Church, State, And Rick Santorum

Here’s a recent quote from Republican presidential candidate Rick Santorum: “I don’t believe in an America where the separation of church and state is absolute.” The former Pennsylvania senator than elaborated on this statement by artfully trying to mix two very different concepts—freedom of religious belief, and the relationship of church to state.

His artfulness aside, they are very different things. And anyone with even a passing understanding of this country’s early history should realize as much.

America’s Founding Fathers would have been mortified by anyone who opposed the right of others to their own religious beliefs. They would also have been horrified by anyone who suggested that any church, or any church denomination, should have a direct or indirect say in making government policies.

This distinction becomes obvious when you look back to America’s beginnings.

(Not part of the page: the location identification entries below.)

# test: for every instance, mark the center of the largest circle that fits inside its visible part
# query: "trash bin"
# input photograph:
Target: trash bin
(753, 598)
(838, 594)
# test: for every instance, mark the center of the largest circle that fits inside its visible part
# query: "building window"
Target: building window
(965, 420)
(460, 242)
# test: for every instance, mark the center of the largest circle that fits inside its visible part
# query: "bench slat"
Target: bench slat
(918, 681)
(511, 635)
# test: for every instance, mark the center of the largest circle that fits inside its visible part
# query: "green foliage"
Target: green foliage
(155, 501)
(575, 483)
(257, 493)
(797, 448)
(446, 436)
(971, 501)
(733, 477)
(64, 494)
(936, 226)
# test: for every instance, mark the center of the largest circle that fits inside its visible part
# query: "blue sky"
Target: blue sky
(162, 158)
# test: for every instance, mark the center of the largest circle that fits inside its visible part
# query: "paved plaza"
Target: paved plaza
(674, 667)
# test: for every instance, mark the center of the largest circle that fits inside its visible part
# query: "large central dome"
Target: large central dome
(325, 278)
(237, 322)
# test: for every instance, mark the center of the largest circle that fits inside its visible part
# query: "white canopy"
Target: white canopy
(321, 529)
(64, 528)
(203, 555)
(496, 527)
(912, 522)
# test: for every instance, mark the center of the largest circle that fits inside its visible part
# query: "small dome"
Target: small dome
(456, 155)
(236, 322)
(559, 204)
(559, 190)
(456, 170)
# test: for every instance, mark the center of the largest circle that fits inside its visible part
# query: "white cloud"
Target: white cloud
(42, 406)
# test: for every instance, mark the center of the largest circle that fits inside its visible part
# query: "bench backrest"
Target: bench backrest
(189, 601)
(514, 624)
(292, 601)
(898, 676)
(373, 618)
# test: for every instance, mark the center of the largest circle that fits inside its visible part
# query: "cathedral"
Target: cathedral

It was a breakaway English colony. Its non-slave population were overwhelmingly English immigrants or their descendants. Most of these people were not only literate, they had a genuine, indeed, a visceral understanding of recent English history and politics. This gave them a very clear appreciation for the profound need for freedom of religious belief, and an equally profound need not to link religion and government in the wrong ways.

Much of 17th century English history had revolved around religious-based struggles between kings and parliament, and between different parts of an England morphing into a Great Britain that included Ireland and Scotland. Only when toleration among different faiths came into being (at least formally) was there peace.

Also during the century that preceded the founding of the United States, there were obvious examples in continental Europe of what happened when church and state were too closely tied. There was the Thirty Years War on the continent (1618-48) that killed millions, a war largely over which religion would be the established one, the religion with power to impose its views on everyone, within a given state’s borders. A centuries-long conflict that pitted England against Spain also led most English to demonize the Catholic Church, and to have a particular loathing for the vast power it exercised over the Spanish crown.

What was the inevitable attitude of our country’s founders to these lessons of history, lessons they knew and understood so well? You let everyone believe what they wanted to believe on religious matters. But you never, ever, let a church or any religious denomination directly or through surrogates impose its will on the entire country.

No, Mr. Santorum. Religious liberty, part of our great national heritage, must not be conflated with, or warped by, giving any church group the liberty to impose its views on others. There must always be that absolute separation of church and state.

Make a church’s case in the public square? Sure. Use government to impose that case on others? That’s a no-no.

May we move now, sir? On to matters of economic and foreign policy? The appropriate subjects of political discourse in this republic.